The estimated amount of data for the present and near future is shown in Table 1. Typically, a small number of organizations provide most of the material in the library and archive sectors respectively, whereas in the museum sector digital materials are more evenly distributed over the organizations.

Table 1

Materials in the NDL, estimated in 2008

Type Amount of data (Terabytes)
  2008 2009 2010 2011
Text documents 64 164 190 216
Still images 6 10 17 25
Moving image 11 25 31 37
Audio 17 23 28 33
Reference records <10 <10 <10 <10
Web Archive 8 17 26 35
Radio and TV Archive 2 57 112 167
Total 108 296 404 513

A question about the expected growth of digital collections from 2008 to 2025 yielded the following, very tentative, figures:

  • archives, from 250 Tb to 3,000 Tb;

  • libraries, from 65 Tb to 600 Tb; and

  • museums, from 14 Tb to 270 Tb

All respondents felt very unsure about these figures. It must also be noted that data from scientific research are under-represented in the figures. It appears that at least the amount of scientific data in need of preservation is underestimated. Also, the survey omitted all potential partners not supervised by the Ministry of Education and Culture. Their inclusion could change the numbers significantly.

Parts of the surveys were repeated in late Spring 2011. According to the preliminary analysis some organizations have raised their estimates substantially. The study also showed that services related to emulation as a preservation strategy are not expected from the shared LTP system by potential participating organizations. The results will be published later in 2011.

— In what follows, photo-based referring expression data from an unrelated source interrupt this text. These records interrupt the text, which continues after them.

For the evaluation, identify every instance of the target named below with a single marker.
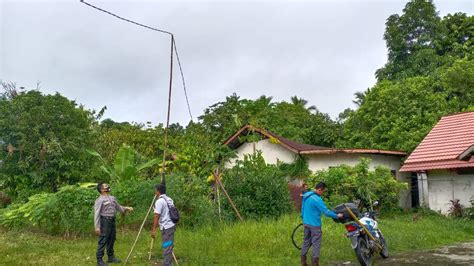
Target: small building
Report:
(275, 148)
(442, 166)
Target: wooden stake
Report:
(219, 203)
(139, 231)
(174, 257)
(151, 248)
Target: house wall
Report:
(318, 162)
(273, 152)
(444, 186)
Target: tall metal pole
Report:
(163, 180)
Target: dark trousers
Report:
(167, 238)
(106, 238)
(312, 237)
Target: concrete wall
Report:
(444, 186)
(271, 152)
(318, 162)
(274, 152)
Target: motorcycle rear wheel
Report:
(363, 253)
(384, 252)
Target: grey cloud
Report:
(321, 51)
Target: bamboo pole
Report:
(151, 248)
(219, 203)
(139, 231)
(174, 257)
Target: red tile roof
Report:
(442, 148)
(301, 148)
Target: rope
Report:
(165, 143)
(157, 30)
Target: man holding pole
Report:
(167, 227)
(105, 208)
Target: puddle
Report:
(459, 254)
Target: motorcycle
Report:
(366, 238)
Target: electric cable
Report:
(154, 29)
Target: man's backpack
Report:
(173, 211)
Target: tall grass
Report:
(265, 242)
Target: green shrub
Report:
(257, 189)
(70, 210)
(346, 183)
(63, 212)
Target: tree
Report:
(128, 164)
(411, 41)
(46, 136)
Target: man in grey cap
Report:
(104, 220)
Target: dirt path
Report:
(459, 254)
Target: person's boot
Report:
(114, 259)
(304, 261)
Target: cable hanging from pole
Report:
(165, 142)
(157, 30)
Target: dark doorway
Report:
(415, 196)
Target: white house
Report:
(276, 148)
(443, 165)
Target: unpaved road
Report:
(459, 254)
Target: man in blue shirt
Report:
(312, 208)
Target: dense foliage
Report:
(257, 188)
(70, 210)
(44, 139)
(348, 184)
(429, 73)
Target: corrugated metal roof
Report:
(440, 149)
(301, 148)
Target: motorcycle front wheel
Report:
(363, 253)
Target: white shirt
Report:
(161, 208)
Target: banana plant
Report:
(128, 164)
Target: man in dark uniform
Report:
(104, 220)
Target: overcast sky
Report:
(322, 51)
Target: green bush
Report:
(63, 212)
(70, 210)
(346, 183)
(257, 189)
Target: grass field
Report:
(248, 243)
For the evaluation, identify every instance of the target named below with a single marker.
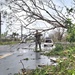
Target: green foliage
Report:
(71, 30)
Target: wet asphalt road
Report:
(11, 64)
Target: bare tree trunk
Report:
(0, 26)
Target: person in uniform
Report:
(38, 40)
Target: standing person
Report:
(38, 40)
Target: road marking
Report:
(5, 55)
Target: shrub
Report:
(58, 47)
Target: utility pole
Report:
(21, 32)
(0, 26)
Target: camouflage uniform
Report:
(38, 40)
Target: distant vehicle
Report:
(48, 42)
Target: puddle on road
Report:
(5, 55)
(32, 61)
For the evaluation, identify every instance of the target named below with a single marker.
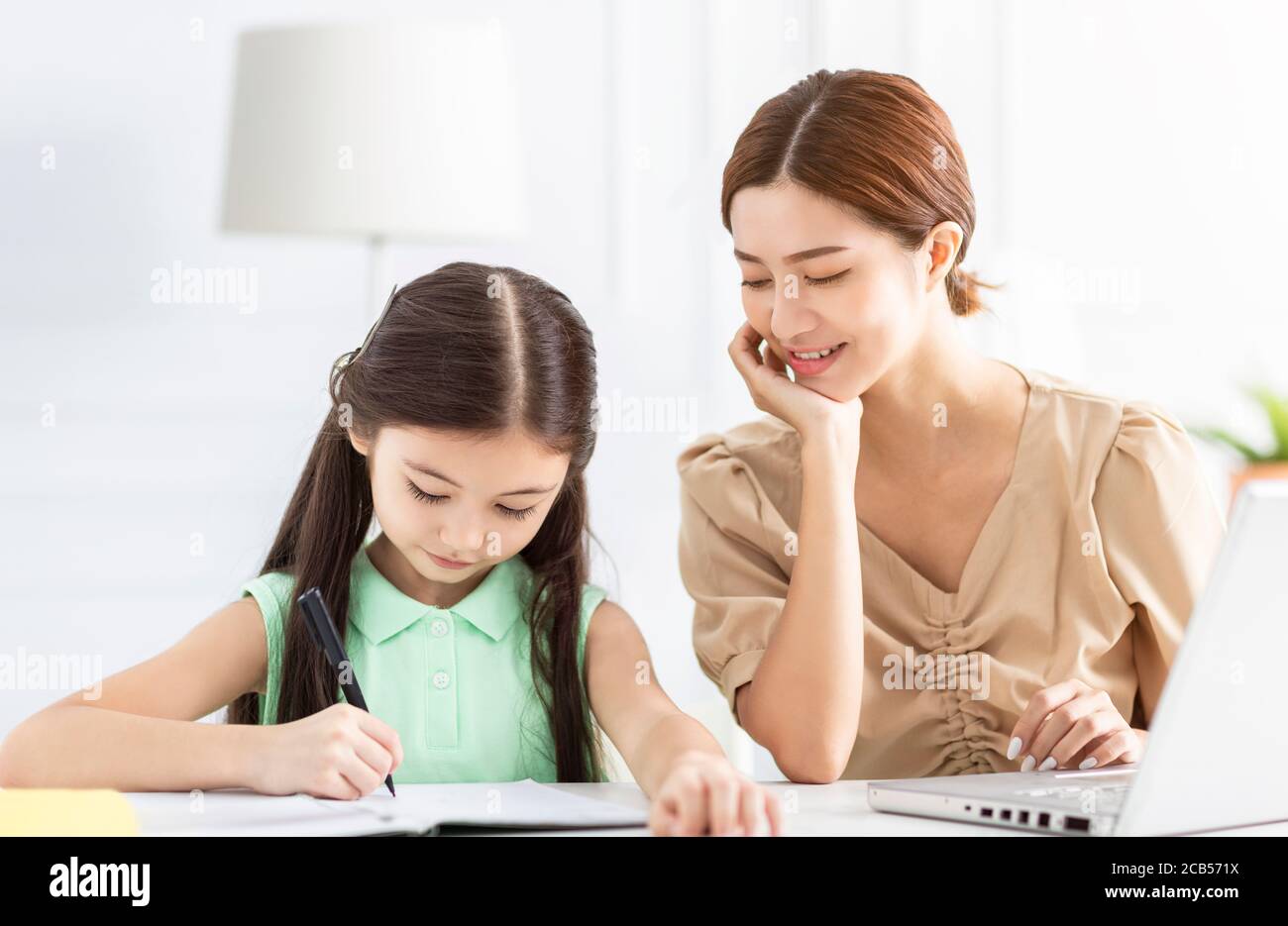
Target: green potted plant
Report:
(1271, 463)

Construction Stage of an LTP System

For the purposes of the cost analysis, it was necessary to make assumptions as to how an LTP system will take shape. We assumed that the system would take four years to go into production, and that it would be completed by year seven. Year-by-year assumptions as to the number of participating organizations and the amount of data were also necessary. These are summarized in Table 2.

Table 2

Assumed Building Phases of the shared LTP System

Year Phase Organizations Materials
1 Functional requirements completed; developing tools and supporting services; planning acquisitions    
2 Developing tools and supporting services, putting out tenders, start piloting    
3 First back-end system connected; integration project; going into production 5 organizations 5 systems 300 Tb
4 1st production phase: first preservation location in production. — Increasing capacity; use and maintenance. 20 organizations 10 systems 700 Tb
5 1st production phase. — Preparing geographical expansion. 2nd phase tenders. 80 organizations 20 systems 1,000 Tb
6 2nd production phase: two locations in production. — Increasing capacity. 140 organization 30 systems 1,400 Tb
7–12 2nd production phase. — Capacity increases 15–25% annually; updating hardware and software; at year 11, replacing LTP software. 209 organizations 40 systems 4,000 Tb
Costs of the Shared LTP System: Methods

The LIFE model was the starting point for analyzing the cost of the shared LTP System. It is a life-cycle model for assessing present and future costs of LTP. The model identifies six stages of the life cycle — Creation/Purchase, Acquisition, Ingest, Bit-Stream Preservation, Content Preservation, and Access. These stages help to position costs on a time scale and identify cost peaks. The LIFE model required slight modifications for the purposes of the present analysis. The modifications mainly concerned the question of repeated stages: in the transfer of materials to the shared LTP systems some components of the Ingest stage are repeated.[2]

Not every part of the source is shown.